WASHINGTON – Peter Strzok, the FBI senior counterintelligence agent who disparaged President Donald Trump in inflammatory text messages and helped oversee the Hillary Clinton e-mail and Russia investigations, has been fired for violating bureau policies, Strzok's lawyer said Monday.
Trump and his allies seized on the texts — exchanged during the 2016 campaign with a former FBI lawyer, Lisa Page — in assailing the Russia investigation as an illegitimate "witch hunt." Strzok, who rose over 20 years at the FBI to become one of its most experienced counterintelligence agents, was a key figure in the early months of the inquiry.
Along with writing the texts, Strzok was accused of sending a highly sensitive search warrant to his personal e-mail account.

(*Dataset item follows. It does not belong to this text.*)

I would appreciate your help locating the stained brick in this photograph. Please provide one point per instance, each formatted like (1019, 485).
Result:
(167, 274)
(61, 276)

The FBI had been under immense political pressure by Trump to dismiss Strzok, who was removed last summer from the staff of special counsel Robert Mueller. The president has repeatedly denounced Strzok in posts on Twitter and on Monday expressed satisfaction that he had been sacked.
"Agent Peter Strzok was just fired from the FBI — finally. The list of bad players in the FBI & DOJ gets longer & longer. Based on the fact that Strzok was in charge of the Witch Hunt, will it be dropped? It is a total Hoax. No Collusion, No Obstruction — I just fight back!" Trump wrote.
He continued, "Just fired Agent Strzok, formerly of the FBI, was in charge of the Crooked Hillary Clinton sham investigation. It was a total fraud on the American public and should be properly redone!"
Trump's victory traces back to June, when Strzok's conduct was laid out in a wide-ranging inspector general's report on how the FBI handled the investigation of Hillary Clinton's e-mails in the run-up to the 2016 election. The report was critical of Strzok's conduct in sending the texts, and the bureau's Office of Professional Responsibility said that Strzok should be suspended for 60 days and demoted. Strzok had testified before the House in July about how he had not allowed his political views to interfere with the investigations he was overseeing.
But Strzok's lawyer said the deputy director of the FBI, David Bowdich, had overruled the Office of Professional Responsibility and fired Strzok.